Dronlife, a finalist in the drones for good competition, has developed a drone capable of transporting organs in single-use plastic containers at a maximum speed of 90 km/h. The drone is designed to carry organs and lab materials from hospital to hospital, all while keeping its cargo cool. Imagine a scenario where a vital organ needs to be transferred from one hospital to another and traffic looks like this:
Organ transplants are a race; an organ needs to be transplanted within a few hours and drones provide a compelling alternative; faster than road transport and more cost effective and scalable than helicopters.
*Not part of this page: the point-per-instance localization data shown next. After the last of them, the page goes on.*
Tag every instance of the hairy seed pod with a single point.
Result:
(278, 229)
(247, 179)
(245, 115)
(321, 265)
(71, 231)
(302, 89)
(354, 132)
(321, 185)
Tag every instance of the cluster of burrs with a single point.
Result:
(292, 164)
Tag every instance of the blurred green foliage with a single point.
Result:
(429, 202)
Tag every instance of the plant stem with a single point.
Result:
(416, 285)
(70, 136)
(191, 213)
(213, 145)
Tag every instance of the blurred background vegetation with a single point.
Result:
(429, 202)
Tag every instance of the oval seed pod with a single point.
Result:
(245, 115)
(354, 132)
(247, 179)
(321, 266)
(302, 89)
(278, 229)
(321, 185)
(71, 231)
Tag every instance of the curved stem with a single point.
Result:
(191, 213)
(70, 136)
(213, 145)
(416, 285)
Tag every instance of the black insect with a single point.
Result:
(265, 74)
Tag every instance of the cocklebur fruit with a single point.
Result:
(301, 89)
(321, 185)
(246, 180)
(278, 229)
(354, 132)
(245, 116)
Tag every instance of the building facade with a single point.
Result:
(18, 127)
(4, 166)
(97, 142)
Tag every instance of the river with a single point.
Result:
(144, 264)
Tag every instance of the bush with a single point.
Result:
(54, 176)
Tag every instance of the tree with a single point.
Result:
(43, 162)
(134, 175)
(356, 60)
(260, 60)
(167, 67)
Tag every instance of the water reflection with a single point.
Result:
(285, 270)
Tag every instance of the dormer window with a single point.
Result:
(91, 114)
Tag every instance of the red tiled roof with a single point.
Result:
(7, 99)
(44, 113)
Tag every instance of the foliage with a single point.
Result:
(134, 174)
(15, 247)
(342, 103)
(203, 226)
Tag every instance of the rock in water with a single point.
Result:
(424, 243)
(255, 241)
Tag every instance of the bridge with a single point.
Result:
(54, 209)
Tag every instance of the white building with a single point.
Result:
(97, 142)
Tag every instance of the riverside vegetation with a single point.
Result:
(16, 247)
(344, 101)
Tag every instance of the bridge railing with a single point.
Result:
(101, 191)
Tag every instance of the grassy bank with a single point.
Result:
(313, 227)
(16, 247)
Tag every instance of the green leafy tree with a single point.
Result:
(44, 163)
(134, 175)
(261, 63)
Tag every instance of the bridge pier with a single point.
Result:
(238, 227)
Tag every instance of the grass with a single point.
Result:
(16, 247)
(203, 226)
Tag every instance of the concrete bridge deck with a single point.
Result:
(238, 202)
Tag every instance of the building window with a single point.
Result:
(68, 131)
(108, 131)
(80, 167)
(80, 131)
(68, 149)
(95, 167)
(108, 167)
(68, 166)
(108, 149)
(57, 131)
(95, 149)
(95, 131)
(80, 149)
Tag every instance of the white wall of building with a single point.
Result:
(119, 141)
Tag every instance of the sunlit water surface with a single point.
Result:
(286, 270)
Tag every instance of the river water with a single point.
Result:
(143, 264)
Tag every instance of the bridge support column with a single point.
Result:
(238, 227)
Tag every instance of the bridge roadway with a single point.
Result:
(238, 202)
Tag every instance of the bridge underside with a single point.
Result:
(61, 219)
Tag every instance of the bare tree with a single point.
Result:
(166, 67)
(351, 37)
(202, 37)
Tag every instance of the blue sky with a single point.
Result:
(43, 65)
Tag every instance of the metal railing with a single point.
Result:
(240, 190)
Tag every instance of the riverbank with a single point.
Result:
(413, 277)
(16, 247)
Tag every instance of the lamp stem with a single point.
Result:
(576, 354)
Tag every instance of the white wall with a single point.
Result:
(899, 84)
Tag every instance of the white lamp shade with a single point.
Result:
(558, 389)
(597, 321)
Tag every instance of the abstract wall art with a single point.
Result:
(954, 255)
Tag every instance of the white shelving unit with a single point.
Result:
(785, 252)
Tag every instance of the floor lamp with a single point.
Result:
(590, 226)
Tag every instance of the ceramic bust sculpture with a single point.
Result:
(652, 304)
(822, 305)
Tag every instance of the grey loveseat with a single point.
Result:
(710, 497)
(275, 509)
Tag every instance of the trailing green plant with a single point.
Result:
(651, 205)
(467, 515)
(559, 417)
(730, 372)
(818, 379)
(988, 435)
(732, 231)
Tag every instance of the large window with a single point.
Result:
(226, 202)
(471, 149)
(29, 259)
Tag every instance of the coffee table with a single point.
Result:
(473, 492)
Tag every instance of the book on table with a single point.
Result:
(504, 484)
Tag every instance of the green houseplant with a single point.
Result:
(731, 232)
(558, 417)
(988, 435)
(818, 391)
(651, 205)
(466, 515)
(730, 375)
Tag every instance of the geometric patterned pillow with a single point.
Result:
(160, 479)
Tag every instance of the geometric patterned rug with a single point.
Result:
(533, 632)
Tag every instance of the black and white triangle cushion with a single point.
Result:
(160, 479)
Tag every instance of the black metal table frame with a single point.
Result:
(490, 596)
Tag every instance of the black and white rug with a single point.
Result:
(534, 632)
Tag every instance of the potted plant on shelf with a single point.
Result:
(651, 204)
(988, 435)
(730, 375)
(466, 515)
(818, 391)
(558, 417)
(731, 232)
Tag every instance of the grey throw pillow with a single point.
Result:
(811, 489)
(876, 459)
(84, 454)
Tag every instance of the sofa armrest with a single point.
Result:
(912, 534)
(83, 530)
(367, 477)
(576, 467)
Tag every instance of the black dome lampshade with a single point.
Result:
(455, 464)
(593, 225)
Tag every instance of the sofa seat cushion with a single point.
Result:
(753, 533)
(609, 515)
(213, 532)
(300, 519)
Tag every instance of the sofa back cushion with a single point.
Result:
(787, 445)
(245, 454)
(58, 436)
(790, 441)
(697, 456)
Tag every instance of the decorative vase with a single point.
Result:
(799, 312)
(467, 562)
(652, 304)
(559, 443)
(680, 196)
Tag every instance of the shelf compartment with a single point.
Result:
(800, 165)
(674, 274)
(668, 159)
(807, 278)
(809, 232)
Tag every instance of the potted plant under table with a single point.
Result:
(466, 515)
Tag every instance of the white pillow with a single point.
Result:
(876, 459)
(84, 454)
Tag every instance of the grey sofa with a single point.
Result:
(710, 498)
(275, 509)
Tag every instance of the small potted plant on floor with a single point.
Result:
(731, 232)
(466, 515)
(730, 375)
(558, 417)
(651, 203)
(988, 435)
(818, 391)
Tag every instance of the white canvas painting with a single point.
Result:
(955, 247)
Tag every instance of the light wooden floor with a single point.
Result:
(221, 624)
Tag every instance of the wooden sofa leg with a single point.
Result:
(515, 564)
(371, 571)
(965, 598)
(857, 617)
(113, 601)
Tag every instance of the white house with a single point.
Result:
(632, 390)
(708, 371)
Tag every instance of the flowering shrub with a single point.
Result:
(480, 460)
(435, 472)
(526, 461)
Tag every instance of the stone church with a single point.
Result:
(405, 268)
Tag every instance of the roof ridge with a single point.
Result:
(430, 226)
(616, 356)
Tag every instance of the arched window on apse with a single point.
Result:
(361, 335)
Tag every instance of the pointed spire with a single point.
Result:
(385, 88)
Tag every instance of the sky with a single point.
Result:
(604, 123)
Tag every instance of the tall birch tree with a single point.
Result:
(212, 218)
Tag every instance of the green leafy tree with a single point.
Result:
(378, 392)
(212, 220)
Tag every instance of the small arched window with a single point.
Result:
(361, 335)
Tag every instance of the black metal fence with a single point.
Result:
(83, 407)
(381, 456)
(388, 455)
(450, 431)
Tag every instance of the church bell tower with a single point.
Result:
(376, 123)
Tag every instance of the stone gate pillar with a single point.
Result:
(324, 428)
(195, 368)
A medical transport drone could transform healthcare in overcrowded cities.
Asset Tracking
Though not a delivery scenario, tracking assets is a key component of any supply chain. PINC Air, the self-dubbed supply chain drone company, has developed drones to keep track of hard to reach assets - such as identifying trailers in a yard, identifying automobiles in a crowded vehicle stockyard, and for cycle counting inventory in warehouses. Cycle counting is the most challenging use case but makes sense because warehouses are controlled environments with a built-in navigation system as warehouse racking is uniformly spaced vertically and horizontally. As has been reported in Reuter’s, Walmart is six to nine months away from using drones to cycle count inventory:
The remotely controlled drone captured 30 frames per second of products on aisles and alerted the user when product ran out or was incorrectly stocked. Natarajan said drones can reduce the labor intensive process of checking stocks around the warehouse to one day. It currently takes a month to finish manually.
Existing comprehensive cycle counting programs are expensive and still will not result in perfect inventory accuracy; If Walmart’s test of the program proves successful, it could save the company millions.
Conclusion
While drones clearly have the potential to significantly improve delivery times and costs in the long run, the focus for now should be on urgent, lightweight shipments. Important stuff where there is no better alternative. Over time the technology will mature, safety will improve, and sensible regulations can be enacted. Public acceptance of drones is not exactly great at the moment, because many people are simply not comfortable with drones. Companies that have an interest in drones for the commercial sector need to take the lead in shifting the public perception of drones away from hackable, privacy-invasive, killing machines to something a bit more altruistic like making people’s lives better by supplying critical supplies and life-saving drugs. Put less focus on pizza deliveries and more focus on life-saving applications and the public's perception can be swayed, which will help pave the way to acceptance for drone package deliveries.